Entropy-Learned Hashing Constant Time Hashing with Controllable Uniformity


B. Hentschel, U. Sirin, and S. Idreos, “Entropy-Learned Hashing Constant Time Hashing with Controllable Uniformity,” in ACM SIGMOD International Conference on Management of Data, 2022.
entropylearnedhashing.pdf1.14 MB


Hashing is a widely used technique for creating uniformly random numbers from arbitrary input data. It is a core component in relational data systems, key-value stores, compilers, networks and many more areas used for a wide range of operations including indexing, partitioning, filters, and sketches. Due to both the computational and data heavy nature of hashing in such operations, numerous recent studies observe that hashing emerges as a core bottleneck in modern systems. For example, a typical complex database query (TPC-H) could spend 50% of its total cost in hash tables, while Google spends at least 2% of its total computational cost across all systems on C++ hash tables, resulting in a massive yearly footprint coming from just a single operation.

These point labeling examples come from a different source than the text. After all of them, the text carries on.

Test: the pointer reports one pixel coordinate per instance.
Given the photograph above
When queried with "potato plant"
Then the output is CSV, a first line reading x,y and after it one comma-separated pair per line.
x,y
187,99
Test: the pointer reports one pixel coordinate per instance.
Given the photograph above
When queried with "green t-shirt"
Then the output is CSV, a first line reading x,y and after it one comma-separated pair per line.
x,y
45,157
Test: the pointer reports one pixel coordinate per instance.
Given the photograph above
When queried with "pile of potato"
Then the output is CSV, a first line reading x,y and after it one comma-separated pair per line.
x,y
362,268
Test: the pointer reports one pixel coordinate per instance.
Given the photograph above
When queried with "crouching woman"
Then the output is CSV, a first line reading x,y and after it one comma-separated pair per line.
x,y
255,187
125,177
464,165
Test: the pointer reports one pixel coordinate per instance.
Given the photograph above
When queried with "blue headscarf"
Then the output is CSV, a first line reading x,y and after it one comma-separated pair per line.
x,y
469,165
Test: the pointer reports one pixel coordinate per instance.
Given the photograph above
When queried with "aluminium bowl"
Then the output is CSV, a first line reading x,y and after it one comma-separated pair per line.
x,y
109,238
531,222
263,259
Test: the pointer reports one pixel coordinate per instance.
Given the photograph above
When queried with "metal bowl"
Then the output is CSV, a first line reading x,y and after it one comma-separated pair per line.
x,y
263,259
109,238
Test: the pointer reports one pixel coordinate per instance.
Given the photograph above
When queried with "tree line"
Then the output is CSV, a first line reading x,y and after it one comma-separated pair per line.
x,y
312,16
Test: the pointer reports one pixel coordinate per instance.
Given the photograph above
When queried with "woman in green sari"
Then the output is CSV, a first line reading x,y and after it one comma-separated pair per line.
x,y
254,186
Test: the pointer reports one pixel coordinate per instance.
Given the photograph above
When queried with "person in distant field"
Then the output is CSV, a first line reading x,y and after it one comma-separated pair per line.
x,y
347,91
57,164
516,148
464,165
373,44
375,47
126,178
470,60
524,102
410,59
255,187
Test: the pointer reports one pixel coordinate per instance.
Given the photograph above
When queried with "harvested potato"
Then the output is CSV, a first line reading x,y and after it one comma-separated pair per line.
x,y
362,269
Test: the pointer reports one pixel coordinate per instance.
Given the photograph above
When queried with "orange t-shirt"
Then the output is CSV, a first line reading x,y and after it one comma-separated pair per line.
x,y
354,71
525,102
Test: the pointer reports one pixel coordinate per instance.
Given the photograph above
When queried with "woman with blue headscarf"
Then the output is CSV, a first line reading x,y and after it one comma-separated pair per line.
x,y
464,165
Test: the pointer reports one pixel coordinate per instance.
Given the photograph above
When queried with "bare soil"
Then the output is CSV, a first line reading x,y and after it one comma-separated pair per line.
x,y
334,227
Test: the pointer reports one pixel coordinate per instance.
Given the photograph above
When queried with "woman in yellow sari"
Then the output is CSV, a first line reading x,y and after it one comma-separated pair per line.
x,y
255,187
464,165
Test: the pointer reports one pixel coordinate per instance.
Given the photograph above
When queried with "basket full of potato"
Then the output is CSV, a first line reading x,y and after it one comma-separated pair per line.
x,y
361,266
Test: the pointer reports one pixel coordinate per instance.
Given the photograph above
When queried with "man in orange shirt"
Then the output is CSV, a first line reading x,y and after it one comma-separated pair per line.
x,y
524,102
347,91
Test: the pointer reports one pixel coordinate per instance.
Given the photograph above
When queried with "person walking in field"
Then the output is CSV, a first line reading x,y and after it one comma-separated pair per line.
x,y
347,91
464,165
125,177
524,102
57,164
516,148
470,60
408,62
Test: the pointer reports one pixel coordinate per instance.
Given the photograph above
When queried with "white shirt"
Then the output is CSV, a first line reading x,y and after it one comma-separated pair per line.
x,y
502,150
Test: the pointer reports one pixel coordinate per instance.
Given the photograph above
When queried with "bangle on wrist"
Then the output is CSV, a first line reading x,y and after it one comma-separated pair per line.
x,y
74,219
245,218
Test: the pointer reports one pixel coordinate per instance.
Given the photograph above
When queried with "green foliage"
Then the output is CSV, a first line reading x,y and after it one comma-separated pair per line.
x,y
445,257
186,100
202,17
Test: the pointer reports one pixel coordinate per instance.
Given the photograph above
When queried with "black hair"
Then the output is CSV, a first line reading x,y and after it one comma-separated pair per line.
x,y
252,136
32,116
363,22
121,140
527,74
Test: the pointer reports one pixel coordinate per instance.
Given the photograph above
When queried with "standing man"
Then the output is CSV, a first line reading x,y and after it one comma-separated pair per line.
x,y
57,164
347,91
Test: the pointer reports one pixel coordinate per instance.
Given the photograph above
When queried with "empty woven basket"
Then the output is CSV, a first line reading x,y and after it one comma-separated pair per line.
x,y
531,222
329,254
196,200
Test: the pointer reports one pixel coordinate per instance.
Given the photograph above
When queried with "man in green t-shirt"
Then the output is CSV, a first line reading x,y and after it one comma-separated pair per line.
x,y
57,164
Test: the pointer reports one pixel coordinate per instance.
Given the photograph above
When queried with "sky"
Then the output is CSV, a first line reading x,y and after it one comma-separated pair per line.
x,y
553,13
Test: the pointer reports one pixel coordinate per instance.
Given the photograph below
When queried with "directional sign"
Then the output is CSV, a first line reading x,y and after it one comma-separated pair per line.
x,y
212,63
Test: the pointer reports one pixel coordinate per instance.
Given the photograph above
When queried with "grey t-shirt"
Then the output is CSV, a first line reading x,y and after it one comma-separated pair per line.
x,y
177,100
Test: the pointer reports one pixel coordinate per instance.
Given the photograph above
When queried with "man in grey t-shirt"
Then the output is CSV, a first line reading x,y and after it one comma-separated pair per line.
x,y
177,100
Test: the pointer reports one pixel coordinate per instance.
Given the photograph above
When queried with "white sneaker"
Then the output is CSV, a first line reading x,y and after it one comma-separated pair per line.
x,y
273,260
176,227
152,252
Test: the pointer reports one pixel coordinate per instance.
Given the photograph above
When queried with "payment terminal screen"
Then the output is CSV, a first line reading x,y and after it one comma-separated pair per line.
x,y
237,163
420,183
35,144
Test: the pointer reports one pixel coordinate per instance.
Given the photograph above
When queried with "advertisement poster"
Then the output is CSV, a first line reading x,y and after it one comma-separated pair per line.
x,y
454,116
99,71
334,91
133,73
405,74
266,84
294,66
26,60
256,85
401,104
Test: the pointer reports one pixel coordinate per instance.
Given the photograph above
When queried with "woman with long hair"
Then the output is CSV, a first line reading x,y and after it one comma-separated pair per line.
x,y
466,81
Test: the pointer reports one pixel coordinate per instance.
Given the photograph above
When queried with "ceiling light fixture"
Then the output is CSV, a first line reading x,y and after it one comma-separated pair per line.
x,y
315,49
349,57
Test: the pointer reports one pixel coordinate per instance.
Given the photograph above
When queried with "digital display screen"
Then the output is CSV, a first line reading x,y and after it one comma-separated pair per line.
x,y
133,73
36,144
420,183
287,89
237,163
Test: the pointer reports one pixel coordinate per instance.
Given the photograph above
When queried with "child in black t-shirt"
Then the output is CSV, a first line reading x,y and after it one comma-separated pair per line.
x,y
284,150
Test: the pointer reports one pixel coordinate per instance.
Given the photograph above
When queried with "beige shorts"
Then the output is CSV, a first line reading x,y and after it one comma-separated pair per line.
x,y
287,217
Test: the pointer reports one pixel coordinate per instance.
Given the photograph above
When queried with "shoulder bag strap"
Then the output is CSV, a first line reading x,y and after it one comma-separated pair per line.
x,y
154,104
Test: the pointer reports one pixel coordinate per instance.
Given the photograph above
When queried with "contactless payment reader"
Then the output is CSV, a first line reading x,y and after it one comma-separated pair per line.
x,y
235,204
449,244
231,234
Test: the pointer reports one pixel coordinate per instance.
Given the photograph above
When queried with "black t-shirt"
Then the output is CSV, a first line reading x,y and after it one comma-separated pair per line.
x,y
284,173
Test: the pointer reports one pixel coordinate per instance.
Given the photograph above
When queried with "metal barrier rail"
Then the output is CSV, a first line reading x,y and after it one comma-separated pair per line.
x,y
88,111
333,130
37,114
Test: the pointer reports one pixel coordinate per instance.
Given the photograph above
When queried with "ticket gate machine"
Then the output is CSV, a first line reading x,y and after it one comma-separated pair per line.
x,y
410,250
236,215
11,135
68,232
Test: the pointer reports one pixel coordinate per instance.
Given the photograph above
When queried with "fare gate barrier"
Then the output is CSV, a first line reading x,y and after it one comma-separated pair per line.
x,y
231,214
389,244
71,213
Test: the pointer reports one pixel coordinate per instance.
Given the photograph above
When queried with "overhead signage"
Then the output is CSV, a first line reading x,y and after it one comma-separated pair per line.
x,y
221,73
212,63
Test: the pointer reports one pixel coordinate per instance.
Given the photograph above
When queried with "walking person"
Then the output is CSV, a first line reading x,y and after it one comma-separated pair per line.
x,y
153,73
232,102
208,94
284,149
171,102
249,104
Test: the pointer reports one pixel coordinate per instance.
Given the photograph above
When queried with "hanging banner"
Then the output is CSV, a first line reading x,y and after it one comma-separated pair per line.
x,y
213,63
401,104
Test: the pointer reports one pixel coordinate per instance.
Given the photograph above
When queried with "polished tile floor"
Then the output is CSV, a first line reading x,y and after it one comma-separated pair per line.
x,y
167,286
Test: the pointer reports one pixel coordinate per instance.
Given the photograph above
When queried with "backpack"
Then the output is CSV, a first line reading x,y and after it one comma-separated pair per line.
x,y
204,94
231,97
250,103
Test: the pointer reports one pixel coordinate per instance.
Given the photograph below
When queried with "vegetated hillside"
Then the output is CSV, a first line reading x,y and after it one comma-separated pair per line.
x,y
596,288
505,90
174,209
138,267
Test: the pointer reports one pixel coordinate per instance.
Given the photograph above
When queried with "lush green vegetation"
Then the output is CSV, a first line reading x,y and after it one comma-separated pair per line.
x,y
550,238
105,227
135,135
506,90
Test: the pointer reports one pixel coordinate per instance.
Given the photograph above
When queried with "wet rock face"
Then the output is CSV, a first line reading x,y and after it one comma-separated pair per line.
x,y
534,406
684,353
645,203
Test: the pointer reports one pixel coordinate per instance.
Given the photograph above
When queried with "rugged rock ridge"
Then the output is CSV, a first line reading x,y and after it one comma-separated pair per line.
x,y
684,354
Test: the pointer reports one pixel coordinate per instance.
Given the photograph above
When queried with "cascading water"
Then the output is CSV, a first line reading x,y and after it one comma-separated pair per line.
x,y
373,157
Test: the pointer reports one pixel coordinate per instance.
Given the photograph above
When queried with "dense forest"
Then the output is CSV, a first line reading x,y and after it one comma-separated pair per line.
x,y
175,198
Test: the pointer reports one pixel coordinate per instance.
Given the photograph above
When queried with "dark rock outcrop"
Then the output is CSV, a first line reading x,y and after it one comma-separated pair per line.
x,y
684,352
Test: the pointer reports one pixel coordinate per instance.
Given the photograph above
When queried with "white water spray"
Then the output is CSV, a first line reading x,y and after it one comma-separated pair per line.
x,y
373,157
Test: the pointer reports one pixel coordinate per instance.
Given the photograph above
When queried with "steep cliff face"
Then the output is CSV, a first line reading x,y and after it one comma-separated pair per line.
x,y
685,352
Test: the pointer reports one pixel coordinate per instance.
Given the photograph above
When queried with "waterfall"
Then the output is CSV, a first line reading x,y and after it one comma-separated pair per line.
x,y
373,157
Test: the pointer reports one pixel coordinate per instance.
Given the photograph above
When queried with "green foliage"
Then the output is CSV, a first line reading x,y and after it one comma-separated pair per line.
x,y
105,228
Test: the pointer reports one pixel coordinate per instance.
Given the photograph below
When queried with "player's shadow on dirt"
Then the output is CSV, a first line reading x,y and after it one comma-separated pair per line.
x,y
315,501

In this paper we propose a new method, called Entropy-Learned Hashing, which reduces the computational cost of hashing by up to an order of magnitude. The key question we ask is “how much randomness is needed?”: We look at hashing from a pseudorandom point of view, wherein hashing is viewed as extracting randomness from a data source to create random outputs and we show that state-of-the-art hash functions do too much work. Entropy-Learned Hashing 1) models and estimates the randomness (entropy) of the input data, and then 2) creates data-specific hash functions that use only the parts of the data that are needed to differentiate the outputs. Thus the resulting hash functions can minimize the amount of computation needed while we prove that they act similarly to traditional hash functions in terms of the uniformity of their outputs. We test Entropy-Learned Hashing across diverse and core hashing operations such as hash tables, Bloom filters, and partitioning and we observe an increase in throughput in the order of 3.7X, 4.0X, and 14X respectively compared to the best in-class hash functions and implementations used at scale by Google and Meta.